Nederland volgt Italië, Polen en Spanje en stapt uit omstreden energieverdrag

19.10.2022 Jan de Wit

Nederland volgt Italië, Polen en Spanje en stapt uit omstreden energieverdrag

Gisteren heeft Rob Jetten, minister voor Klimaat en Energie, tijdens een debat van de vaste commissie voor Economische Zaken en Klimaat bekend gemaakt dat Nederland uit het Energy Charter Treaty (ECT) stapt. Dit verdrag zou volgens hem niet in lijn zijn met het Akkoord van Parijs en staat het halen van het doel, om de opwarming van de aarde tot 1,5 graden Celsius te beperken, in de weg.
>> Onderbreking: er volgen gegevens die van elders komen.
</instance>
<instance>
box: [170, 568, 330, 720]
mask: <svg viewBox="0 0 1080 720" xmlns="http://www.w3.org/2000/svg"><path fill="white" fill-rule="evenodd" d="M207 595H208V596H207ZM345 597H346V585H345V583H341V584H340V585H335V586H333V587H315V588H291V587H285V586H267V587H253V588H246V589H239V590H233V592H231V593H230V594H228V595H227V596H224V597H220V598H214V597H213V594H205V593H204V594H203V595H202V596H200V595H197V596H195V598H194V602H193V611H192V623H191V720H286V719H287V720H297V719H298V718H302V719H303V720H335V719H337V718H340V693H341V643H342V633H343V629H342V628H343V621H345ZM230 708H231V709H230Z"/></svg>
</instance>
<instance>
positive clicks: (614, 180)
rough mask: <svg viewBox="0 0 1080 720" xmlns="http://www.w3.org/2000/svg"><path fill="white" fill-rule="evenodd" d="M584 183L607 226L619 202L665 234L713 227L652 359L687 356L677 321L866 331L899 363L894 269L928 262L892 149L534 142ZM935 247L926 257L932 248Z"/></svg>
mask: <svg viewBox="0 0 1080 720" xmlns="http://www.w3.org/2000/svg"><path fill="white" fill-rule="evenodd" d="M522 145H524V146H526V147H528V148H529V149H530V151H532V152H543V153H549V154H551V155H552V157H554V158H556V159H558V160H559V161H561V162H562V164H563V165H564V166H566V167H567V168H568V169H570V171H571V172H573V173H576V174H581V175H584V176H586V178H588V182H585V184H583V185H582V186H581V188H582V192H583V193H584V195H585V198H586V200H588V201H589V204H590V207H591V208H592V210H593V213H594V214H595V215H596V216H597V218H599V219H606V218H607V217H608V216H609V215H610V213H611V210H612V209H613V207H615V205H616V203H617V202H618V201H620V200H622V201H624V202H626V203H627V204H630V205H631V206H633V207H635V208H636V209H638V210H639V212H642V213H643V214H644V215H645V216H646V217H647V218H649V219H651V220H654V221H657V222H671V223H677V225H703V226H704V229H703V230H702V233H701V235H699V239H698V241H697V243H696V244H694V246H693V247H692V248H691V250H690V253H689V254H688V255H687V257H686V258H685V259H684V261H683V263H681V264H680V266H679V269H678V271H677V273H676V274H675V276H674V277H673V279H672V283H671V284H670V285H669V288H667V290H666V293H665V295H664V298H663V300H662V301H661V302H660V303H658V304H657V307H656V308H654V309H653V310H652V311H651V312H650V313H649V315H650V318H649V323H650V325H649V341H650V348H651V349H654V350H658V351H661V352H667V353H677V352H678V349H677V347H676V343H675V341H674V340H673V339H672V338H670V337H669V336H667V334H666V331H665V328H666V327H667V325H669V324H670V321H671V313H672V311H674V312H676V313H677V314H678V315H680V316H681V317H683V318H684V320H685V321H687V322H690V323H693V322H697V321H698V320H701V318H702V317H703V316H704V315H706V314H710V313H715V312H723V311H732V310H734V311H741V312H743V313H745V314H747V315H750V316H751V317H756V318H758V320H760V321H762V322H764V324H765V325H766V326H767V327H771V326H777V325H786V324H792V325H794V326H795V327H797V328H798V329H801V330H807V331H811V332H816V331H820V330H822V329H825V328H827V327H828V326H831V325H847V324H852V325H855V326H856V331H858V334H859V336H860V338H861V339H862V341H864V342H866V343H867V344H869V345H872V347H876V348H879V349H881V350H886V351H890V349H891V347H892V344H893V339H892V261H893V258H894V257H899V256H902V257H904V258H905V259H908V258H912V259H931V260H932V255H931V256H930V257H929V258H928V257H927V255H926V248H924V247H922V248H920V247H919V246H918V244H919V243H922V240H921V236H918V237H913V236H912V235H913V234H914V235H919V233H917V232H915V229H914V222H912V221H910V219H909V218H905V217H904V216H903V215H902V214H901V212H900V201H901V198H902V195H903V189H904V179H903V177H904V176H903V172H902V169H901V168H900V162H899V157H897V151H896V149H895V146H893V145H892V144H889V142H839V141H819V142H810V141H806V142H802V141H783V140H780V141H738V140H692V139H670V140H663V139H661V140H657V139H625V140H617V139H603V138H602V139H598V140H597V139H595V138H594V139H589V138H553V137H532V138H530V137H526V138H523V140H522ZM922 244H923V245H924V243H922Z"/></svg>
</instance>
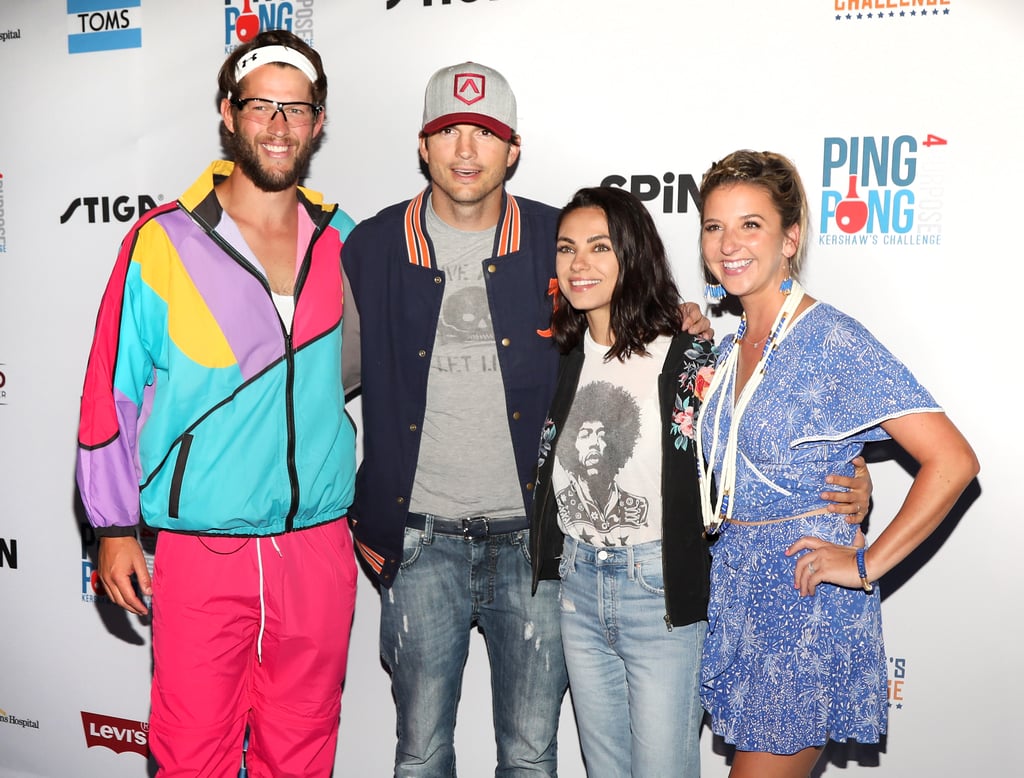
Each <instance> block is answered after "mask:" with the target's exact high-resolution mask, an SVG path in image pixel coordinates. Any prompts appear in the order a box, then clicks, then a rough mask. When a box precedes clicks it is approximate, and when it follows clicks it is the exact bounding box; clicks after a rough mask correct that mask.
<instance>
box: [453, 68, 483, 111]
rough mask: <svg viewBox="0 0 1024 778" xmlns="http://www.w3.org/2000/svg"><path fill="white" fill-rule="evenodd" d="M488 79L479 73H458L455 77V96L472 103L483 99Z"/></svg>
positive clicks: (462, 99) (457, 73)
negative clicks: (483, 90) (483, 94)
mask: <svg viewBox="0 0 1024 778" xmlns="http://www.w3.org/2000/svg"><path fill="white" fill-rule="evenodd" d="M485 84H486V79H485V78H484V77H483V76H481V75H480V74H479V73H457V74H456V77H455V96H456V97H457V98H458V99H460V100H462V101H463V102H465V103H466V104H467V105H472V104H473V103H474V102H476V101H477V100H482V99H483V89H484V86H485Z"/></svg>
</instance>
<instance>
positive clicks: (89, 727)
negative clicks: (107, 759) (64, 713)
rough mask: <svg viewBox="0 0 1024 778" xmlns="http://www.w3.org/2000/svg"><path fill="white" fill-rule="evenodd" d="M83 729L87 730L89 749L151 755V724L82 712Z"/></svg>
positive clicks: (86, 743)
mask: <svg viewBox="0 0 1024 778" xmlns="http://www.w3.org/2000/svg"><path fill="white" fill-rule="evenodd" d="M82 728H83V729H84V730H85V744H86V745H87V746H88V747H89V748H93V747H95V746H97V745H101V746H103V747H104V748H110V749H111V750H112V751H114V752H115V753H124V752H125V751H134V752H135V753H139V754H141V755H143V757H146V758H148V755H150V724H148V723H147V722H135V721H131V720H130V719H118V718H116V717H113V716H102V715H100V714H90V712H89V711H87V710H83V711H82Z"/></svg>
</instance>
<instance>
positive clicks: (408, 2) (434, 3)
mask: <svg viewBox="0 0 1024 778" xmlns="http://www.w3.org/2000/svg"><path fill="white" fill-rule="evenodd" d="M385 1H386V9H387V10H391V9H392V8H394V7H395V6H396V5H398V3H400V2H401V0H385ZM458 1H459V2H463V3H475V2H476V0H458ZM494 1H495V0H490V2H494ZM418 3H422V4H423V7H424V8H429V7H430V6H433V5H456V0H407V2H406V5H416V4H418Z"/></svg>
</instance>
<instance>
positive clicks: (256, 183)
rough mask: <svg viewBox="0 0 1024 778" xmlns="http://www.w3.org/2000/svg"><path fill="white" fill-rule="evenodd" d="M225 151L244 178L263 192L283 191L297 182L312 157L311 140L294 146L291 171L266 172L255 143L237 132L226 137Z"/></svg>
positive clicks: (233, 133)
mask: <svg viewBox="0 0 1024 778" xmlns="http://www.w3.org/2000/svg"><path fill="white" fill-rule="evenodd" d="M227 138H228V140H227V150H228V152H230V155H231V159H233V160H234V164H236V165H238V166H239V168H241V170H242V172H243V173H245V174H246V177H247V178H248V179H249V180H250V181H252V182H253V184H255V186H256V187H257V188H258V189H261V190H263V191H284V190H285V189H287V188H290V187H291V186H294V185H295V184H297V183H298V182H299V179H300V178H301V177H302V176H303V175H304V174H305V172H306V168H307V167H308V166H309V159H310V158H311V157H312V155H313V145H312V139H311V138H310V141H309V142H308V143H305V144H303V145H299V146H296V152H295V164H294V165H293V166H292V168H291V170H268V169H266V168H264V167H263V165H262V163H261V162H260V159H259V152H258V150H257V148H256V142H255V141H249V140H248V139H247V138H245V137H243V136H242V134H241V133H239V132H232V133H230V134H228V136H227Z"/></svg>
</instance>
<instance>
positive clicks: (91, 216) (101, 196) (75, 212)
mask: <svg viewBox="0 0 1024 778" xmlns="http://www.w3.org/2000/svg"><path fill="white" fill-rule="evenodd" d="M163 199H164V196H163V195H158V196H157V200H154V199H153V198H151V197H150V196H148V195H117V196H115V197H106V196H105V195H102V196H98V195H97V196H93V197H88V198H75V199H74V200H73V201H72V202H71V203H69V204H68V207H67V208H66V209H65V212H63V213H62V214H60V223H61V224H67V223H68V222H69V221H70V220H71V218H72V217H73V216H74V215H75V213H76V212H77V211H78V210H79V209H83V213H84V214H86V217H87V218H88V220H89V223H90V224H95V223H96V222H97V221H100V222H102V223H103V224H106V223H108V222H110V221H111V219H116V220H118V221H132V220H134V219H135V218H136V217H138V216H141V215H142V214H144V213H145V212H146V211H148V210H151V209H153V208H156V207H157V201H159V200H163Z"/></svg>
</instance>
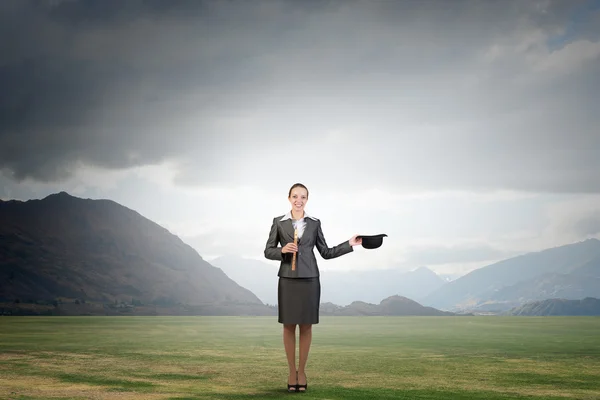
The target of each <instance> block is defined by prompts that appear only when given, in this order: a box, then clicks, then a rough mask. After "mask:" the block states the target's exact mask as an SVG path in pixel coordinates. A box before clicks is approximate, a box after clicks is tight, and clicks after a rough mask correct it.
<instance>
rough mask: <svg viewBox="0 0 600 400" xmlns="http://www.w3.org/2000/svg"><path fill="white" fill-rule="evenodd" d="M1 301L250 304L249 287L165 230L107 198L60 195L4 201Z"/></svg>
mask: <svg viewBox="0 0 600 400" xmlns="http://www.w3.org/2000/svg"><path fill="white" fill-rule="evenodd" d="M0 265H1V266H2V268H1V269H0V282H1V284H0V300H4V301H7V300H9V301H15V300H18V301H19V302H23V303H28V302H33V301H35V302H42V303H43V302H52V301H56V300H57V299H60V298H70V299H77V300H79V301H80V302H88V303H90V302H98V303H103V304H106V303H123V302H127V303H136V302H137V304H146V305H152V306H159V307H170V306H176V305H182V304H189V305H206V304H211V305H215V306H218V307H226V306H228V305H229V306H231V307H236V308H239V307H242V306H245V307H250V308H253V309H254V310H255V311H256V312H259V313H260V312H264V313H268V312H270V310H268V309H267V308H266V307H265V306H264V305H263V303H262V302H261V301H260V299H258V297H256V295H254V294H253V293H252V292H251V291H250V290H248V289H246V288H244V287H242V286H240V285H238V284H237V283H236V282H234V281H232V280H231V279H229V278H228V277H227V276H226V275H225V273H223V271H222V270H221V269H219V268H216V267H214V266H212V265H211V264H209V263H208V262H206V261H205V260H203V259H202V257H201V256H200V255H199V254H198V253H197V252H196V251H195V250H194V249H193V248H191V247H190V246H188V245H187V244H185V243H184V242H182V241H181V239H179V238H178V237H177V236H175V235H173V234H172V233H170V232H169V231H167V230H166V229H165V228H163V227H161V226H160V225H158V224H156V223H154V222H152V221H150V220H148V219H147V218H145V217H143V216H141V215H140V214H138V213H137V212H135V211H133V210H130V209H128V208H126V207H124V206H122V205H119V204H117V203H115V202H113V201H110V200H89V199H80V198H76V197H73V196H70V195H69V194H67V193H64V192H61V193H58V194H53V195H50V196H48V197H46V198H44V199H43V200H29V201H26V202H21V201H0Z"/></svg>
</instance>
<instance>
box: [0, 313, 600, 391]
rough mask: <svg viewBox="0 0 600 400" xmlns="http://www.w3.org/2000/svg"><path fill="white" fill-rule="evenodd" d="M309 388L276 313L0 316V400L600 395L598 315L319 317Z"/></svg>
mask: <svg viewBox="0 0 600 400" xmlns="http://www.w3.org/2000/svg"><path fill="white" fill-rule="evenodd" d="M307 377H308V391H307V392H306V393H295V394H288V393H286V391H285V383H286V379H287V364H286V359H285V353H284V351H283V344H282V340H281V326H280V325H279V324H278V323H277V321H276V318H273V317H269V318H263V317H260V318H253V317H247V318H246V317H0V398H2V399H173V400H175V399H177V400H184V399H251V398H257V399H275V398H285V397H289V396H302V397H304V398H307V399H369V398H372V399H444V400H448V399H453V400H460V399H487V400H493V399H517V398H518V399H523V398H525V399H562V400H564V399H578V400H584V399H600V318H594V317H587V318H586V317H581V318H580V317H566V318H562V317H540V318H526V317H362V318H361V317H329V318H325V317H322V319H321V324H319V325H316V326H315V327H314V328H313V344H312V349H311V353H310V356H309V361H308V366H307Z"/></svg>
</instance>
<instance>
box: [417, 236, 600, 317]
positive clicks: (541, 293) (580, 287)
mask: <svg viewBox="0 0 600 400" xmlns="http://www.w3.org/2000/svg"><path fill="white" fill-rule="evenodd" d="M599 257H600V241H599V240H597V239H588V240H585V241H582V242H578V243H573V244H568V245H564V246H560V247H555V248H551V249H546V250H543V251H539V252H532V253H528V254H525V255H521V256H518V257H513V258H509V259H506V260H503V261H500V262H497V263H494V264H492V265H488V266H486V267H483V268H480V269H477V270H475V271H472V272H470V273H468V274H466V275H464V276H463V277H461V278H458V279H457V280H455V281H452V282H449V283H447V284H446V285H444V286H443V287H441V288H439V289H438V290H436V291H434V292H433V293H431V294H430V295H428V296H426V297H425V298H424V299H423V300H422V301H421V303H422V304H425V305H428V306H432V307H436V308H440V309H445V310H458V309H474V308H477V307H480V306H484V307H488V308H489V307H496V306H498V307H502V306H501V304H502V303H504V306H503V307H504V308H506V307H512V306H514V305H516V304H523V303H524V302H526V301H528V300H530V299H532V298H540V296H541V297H544V296H547V295H556V294H557V293H571V294H573V295H574V296H575V295H577V296H582V295H590V294H598V293H600V285H599V283H600V282H599V281H598V280H597V279H588V278H586V277H590V276H592V277H593V276H595V275H596V273H597V271H598V268H597V267H598V265H600V264H599V263H598V260H600V258H599ZM571 274H572V275H571ZM596 276H597V275H596ZM579 298H581V297H579ZM490 304H491V305H490Z"/></svg>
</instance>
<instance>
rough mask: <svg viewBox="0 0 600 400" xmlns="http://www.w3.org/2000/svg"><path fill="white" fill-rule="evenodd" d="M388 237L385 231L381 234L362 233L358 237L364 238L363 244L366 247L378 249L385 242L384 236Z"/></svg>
mask: <svg viewBox="0 0 600 400" xmlns="http://www.w3.org/2000/svg"><path fill="white" fill-rule="evenodd" d="M384 237H387V235H386V234H385V233H382V234H379V235H370V236H369V235H360V236H357V237H356V238H357V239H362V246H363V247H364V248H365V249H376V248H378V247H380V246H381V245H382V244H383V238H384Z"/></svg>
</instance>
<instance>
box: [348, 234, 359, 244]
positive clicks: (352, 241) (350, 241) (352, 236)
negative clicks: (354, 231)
mask: <svg viewBox="0 0 600 400" xmlns="http://www.w3.org/2000/svg"><path fill="white" fill-rule="evenodd" d="M357 236H358V235H354V236H352V237H351V238H350V240H349V242H350V246H358V245H360V244H362V238H359V239H357V238H356V237H357Z"/></svg>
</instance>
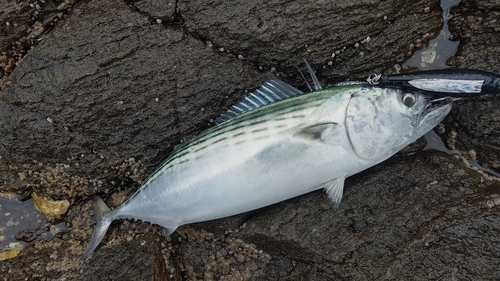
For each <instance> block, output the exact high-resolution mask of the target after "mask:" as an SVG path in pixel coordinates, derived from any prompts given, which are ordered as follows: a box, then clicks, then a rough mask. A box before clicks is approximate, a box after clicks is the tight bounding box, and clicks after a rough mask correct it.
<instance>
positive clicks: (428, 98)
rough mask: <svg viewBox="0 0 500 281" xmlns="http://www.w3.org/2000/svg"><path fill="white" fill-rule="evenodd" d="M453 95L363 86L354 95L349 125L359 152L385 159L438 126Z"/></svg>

Het verdrag was ooit bedoeld om de internationale samenwerking in de energiesector te bevorderen. In de praktijk bleek het vooral een juridische grondslag te geven aan claims van fossiele energieproducenten.

Met het verdrag konden zij schadevergoedingen opeisen als Europese overheden op basis van klimaatbeleid hun dwongen op te stoppen met bepaalde activiteiten. Dit kon worden gedaan voor gemaakte investeringen én gederfde inkomsten.

De Italiaanse overheid moest bijvoorbeeld miljoen euro betalen aan het Britse oliebedrijf Rockhopper nadat zij hun olieboringen voor de Italiaanse kust moesten staken. In Nederland heeft het Duitse energiebedrijf RWE een claim ter waarde van 1,4 miljard euro neergelegd vanwege voorgenomen sluiting van de kolencentrales op de Maasvlakte in 2030.

Op dit moment wordt het verdrag geüpdatet, maar minister Jetten vindt de voorgestelde aanpassingen niet ver genoeg gaan. Hij wil daarom met alle Europese leden van het verdrag tegelijkertijd eruit stappen. Als daarover geen overeenstemming komt, volgt Nederland het voorbeeld van Italië, Polen en Spanje en stapt het uit het verdrag.

Op 22 november zullen alle ECT-leden in Mongolië over de aanpassingen in het verdrag stemmen. Daarna is de kans op claims overigens niet verdwenen. In het verdrag is een clausule opgenomen die claims toestaat tot twintig jaar na het verlaten van het ECT.